De acordo com o dirigente da Fenae, “se avaliarmos a década de 1990, veremos que tirando poucas exceções, os bancos públicos foram liquidados”. “Esse sistema financeiro foi reconstruído a partir de 2003, tanto que a Caixa Econômica, naquela época, tinha cerca de 2 mil funcionários e hoje conta com 4 mil. Também foram ampliados os serviços oferecidos, a Caixa passou a gerir programas como o Bolsa Família, o Minha Casa, Minha Vida e houve a centralização do Fundo de Garantia do Tempo de Serviço (FGTS), quando se criou um conselho curador. A partir daí, por meio desse sistema, os trabalhadores passaram a saber onde estava o seu fundo de garantia. E é isso que estão querendo acabar”, acrescentou.
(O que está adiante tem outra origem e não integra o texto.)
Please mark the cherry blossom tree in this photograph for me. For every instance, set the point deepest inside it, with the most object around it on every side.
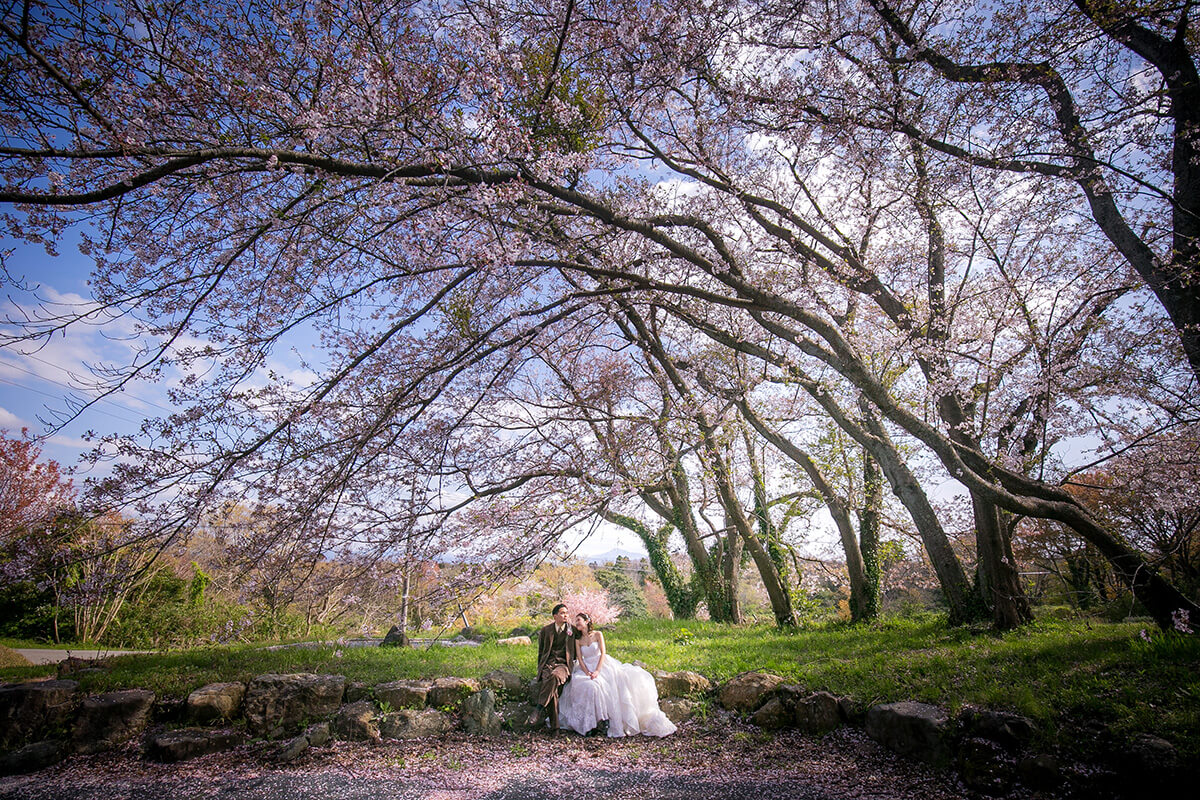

O diretor de Relações Sindicais do Sindicato dos Bancários de Goiás, Willian Louzada, ressaltou que em toda a história recente do país tem sido observado, agora, o maior ataque já visto à classe trabalhadora. Ele conclamou a todos para que o debate seja levado para os chãos de fábrica e para as ruas, de forma que a classe trabalhadora fique ciente de todas estas ameaças. “É importante que tenhamos acesa essa luz e consciência de que a luta precisa ser de todos nós”, disse.
A coordenadora do Comitê de Defesa das Estatais, Maria Rita Serrano, afirmou que a desculpa errada para a tramitação das propostas legislativas que ameaçam o país é a corrupção. “Infelizmente, este é um problema endêmico e de visão e formação ideológica para o capitalismo. Todos somos contra a corrupção e os argumentos apresentados para justificar estas propostas estão errados. A questão é outra: temos 1% da população do mundo com mais de 90% da renda mundial. Se alguém tem muito, falta dinheiro em algum lugar”, explicou.
Rita disse que a campanha visa a conscientizar a população sobre “a importância do público, do coletivo, do que é social”. “A ideia é popularizar a campanha, que já foi lançada em 14 estados. Mostrar tudo o que está em jogo, porque ou nos movimentamos, ou os parlamentares votam contra estas matérias, ou resistimos. Caso contrário, vamos levar anos para nos recuperar dos prejuízos a serem observados.”
Para a senadora Erika Kokay (PT-DF), não é possível tratar os ataques do governo Temer de forma isolada. “O que estamos vendo é um ataque a todo o patrimônio público. É importante que todos procurem os deputados da sua base, porque isso é muito sério”, alertou.
Erika ressaltou ainda que o que existe hoje no Congresso é um “pacto de bengalas, casacas e cartolas que parece excluir a sociedade brasileira”. “Não é verdade que está em curso um Estado mínimo para o país. É Estado mínimo para o povo, mas um Estado forte e cheio de volúpia para a elite.” A senadora Regina Souza (PT-PI) disse que o Senado ainda é a caixa de ressonância de debates dos projetos polêmicos e que representam perdas. De acordo com ela, os senadores de tudo farão para aprofundar a discussão e impedir a aprovação destes textos. “Estamos aqui para contribuir com vocês”, afirmou.
Outros senadores, como o presidente da comissão, Paulo Paim (PT-RS), Vanessa Grazziotin (PCdoB-AM) e Fátima Bezerra (PT-RN), também destacaram que o tema a ser discutido deve ser a crise política e econômica, de forma a conscientizar a população de que o que de fato está em curso no país é um desmonte do Estado e uma proposta para colocar o Brasil num caminho privatista.
Os parlamentares, sindicalistas e representantes dos movimentos prometeram coletar o máximo de assinaturas, para permitir a criação da chamada Frente Parlamentar Mista em Defesa das Estatais. Eles continuam no Congresso para acompanhar, das galerias, a votação das emendas de destaque, na Câmara, do PL 4.567 e no Senado, da MP 735. Mas, diante do atraso para início da sessão conjunta do Congresso, que termina atrasando as sessões nas duas Casas, não se sabe se os textos poderão ser apreciados ainda hoje.